Bir insanın ha cebinden parasını çalmışsın ha beş lira olan bir ürünü 25 liraya kakalamışsın.
Ne farkı var ki?
Serbest piyasa ekonomisinden falan bahsetmeyin.
Bunun adı resmen serbest kazıklama piyasası. Üstelik öyle böyle değil.
Resmen milletin cebinden, göz göre göre parasını çalıyorlar. Kimsenin kılı kıpırdamıyor.
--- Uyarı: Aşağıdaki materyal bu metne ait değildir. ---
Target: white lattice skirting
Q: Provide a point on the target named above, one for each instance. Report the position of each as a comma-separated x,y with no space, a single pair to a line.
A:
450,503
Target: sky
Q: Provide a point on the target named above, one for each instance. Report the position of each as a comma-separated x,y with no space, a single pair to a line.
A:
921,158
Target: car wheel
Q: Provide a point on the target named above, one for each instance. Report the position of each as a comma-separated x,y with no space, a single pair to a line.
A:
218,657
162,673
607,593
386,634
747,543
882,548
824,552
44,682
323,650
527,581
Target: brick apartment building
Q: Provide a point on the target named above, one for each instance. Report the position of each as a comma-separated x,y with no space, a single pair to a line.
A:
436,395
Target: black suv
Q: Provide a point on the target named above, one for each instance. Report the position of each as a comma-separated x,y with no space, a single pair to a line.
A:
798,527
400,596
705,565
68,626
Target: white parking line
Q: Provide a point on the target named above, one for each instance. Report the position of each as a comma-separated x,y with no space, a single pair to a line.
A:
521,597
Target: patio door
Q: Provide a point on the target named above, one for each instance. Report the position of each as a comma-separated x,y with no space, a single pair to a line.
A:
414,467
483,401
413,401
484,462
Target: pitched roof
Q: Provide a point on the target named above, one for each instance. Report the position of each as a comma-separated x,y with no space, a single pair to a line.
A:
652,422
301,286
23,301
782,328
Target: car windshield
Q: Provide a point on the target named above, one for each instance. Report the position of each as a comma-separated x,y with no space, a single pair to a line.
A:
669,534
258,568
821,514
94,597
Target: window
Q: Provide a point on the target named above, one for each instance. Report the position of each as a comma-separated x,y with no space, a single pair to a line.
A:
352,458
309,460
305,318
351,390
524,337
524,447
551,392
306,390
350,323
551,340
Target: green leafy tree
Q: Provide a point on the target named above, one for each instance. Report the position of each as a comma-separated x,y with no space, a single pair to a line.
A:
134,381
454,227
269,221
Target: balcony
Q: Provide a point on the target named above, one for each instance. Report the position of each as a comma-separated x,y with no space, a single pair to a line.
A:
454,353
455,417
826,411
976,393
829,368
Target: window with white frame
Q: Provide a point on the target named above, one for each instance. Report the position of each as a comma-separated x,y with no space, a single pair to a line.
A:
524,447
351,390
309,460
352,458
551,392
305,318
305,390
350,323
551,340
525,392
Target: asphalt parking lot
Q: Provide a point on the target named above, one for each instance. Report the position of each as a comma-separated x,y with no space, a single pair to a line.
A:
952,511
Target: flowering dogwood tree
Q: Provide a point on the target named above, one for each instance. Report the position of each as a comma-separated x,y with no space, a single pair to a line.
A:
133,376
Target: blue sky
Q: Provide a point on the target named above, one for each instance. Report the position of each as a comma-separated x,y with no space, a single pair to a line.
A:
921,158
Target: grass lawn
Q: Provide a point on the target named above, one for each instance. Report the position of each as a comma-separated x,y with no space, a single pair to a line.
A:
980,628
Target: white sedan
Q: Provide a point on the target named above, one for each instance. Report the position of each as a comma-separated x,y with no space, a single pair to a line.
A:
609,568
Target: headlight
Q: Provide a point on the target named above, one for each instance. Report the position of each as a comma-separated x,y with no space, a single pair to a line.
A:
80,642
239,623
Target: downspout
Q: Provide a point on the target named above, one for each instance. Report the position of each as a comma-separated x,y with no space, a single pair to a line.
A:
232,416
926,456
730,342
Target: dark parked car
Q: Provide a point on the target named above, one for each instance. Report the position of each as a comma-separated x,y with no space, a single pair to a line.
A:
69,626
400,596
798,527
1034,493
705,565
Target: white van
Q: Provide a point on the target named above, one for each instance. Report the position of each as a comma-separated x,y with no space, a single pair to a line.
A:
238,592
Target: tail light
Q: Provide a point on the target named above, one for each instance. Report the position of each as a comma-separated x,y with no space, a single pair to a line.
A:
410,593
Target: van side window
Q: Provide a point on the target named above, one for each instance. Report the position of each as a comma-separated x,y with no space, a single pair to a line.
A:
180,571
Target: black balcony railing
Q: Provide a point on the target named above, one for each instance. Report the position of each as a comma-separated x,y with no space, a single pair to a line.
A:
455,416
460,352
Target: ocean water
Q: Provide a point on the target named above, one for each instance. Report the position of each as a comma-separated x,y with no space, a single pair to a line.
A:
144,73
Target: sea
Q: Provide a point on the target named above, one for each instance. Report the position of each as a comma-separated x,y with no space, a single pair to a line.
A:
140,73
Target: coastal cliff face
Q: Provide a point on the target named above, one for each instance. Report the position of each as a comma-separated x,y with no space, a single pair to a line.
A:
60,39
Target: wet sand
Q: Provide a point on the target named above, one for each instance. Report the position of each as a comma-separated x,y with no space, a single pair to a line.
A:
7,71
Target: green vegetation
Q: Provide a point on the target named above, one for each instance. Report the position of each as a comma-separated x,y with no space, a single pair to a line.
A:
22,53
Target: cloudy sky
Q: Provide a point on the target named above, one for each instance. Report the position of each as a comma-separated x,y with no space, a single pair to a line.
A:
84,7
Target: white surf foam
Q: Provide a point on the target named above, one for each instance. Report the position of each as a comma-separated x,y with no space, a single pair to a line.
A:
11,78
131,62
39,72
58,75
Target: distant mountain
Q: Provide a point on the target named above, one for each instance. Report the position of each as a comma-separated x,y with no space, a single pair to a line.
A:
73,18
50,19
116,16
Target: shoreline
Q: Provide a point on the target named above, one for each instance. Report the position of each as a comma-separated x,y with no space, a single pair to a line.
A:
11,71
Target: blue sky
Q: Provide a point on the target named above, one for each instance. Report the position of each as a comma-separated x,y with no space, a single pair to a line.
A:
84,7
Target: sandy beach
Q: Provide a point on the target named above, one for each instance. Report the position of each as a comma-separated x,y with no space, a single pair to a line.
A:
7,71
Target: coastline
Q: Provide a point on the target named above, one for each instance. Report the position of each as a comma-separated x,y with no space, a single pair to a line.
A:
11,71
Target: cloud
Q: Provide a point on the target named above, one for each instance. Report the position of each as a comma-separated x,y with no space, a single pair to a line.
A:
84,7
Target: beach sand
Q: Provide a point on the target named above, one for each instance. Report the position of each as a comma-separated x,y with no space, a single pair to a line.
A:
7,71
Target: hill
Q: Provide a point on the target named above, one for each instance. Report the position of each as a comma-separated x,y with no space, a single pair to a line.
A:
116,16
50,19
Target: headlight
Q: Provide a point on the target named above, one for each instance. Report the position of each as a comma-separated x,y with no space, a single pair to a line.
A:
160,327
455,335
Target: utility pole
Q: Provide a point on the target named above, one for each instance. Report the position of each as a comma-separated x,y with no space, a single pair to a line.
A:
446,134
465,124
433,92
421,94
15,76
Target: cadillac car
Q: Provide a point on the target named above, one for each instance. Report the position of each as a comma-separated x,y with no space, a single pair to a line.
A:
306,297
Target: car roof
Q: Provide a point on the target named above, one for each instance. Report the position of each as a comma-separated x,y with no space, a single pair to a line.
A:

Gidin bakalım serbest piyasa ekonomisinin babası olan ülkelere. Amerika’ya, İngiltere’ye diğer Avrupa ülkelerine. Milletin ekmeğine göz koyanın gözünü oyarlar. Hele hele, temel gıda maddeleri üzerinde oyun oynamaya yürek ister.
BU HIRSIZLAR BİTMEDEN
ENFLASYON BİTMEZ
Sorun nerde başlıyor?
Üreticide mi, aracılarda mı, perakende satıcılarında mı?
Yoksa hepsinde birden mi? Milletin ekmeğini ortaklaşa mı çalıyorlar?
Elbette her ürünün bir maliyeti var. Bu maliyetin üzerine konulması gereken bir kâr marjı da var. Kimsenin buna itiraz ettiği yok. Fakat kâr marjını; “Kazıklayabildiğin kadar kazıkla” marjına dönüştürenlere de birilerinin söyleyecek bir şeyleri olmalı.
En basitinden bir şişe su (500 ml). Zincir marketlerde fiyatı beş liradan başlıyor. Köşedeki bakkala gidiyorsunuz 8-10 lira. Yol üstündeki bir büfede 15 lira. Restoranlarda 30-40 lira. Bu suyun fabrikadan işyerlerine teslim fiyatı 3 liradan fazla değil. Bu nasıl bir kâr marjı?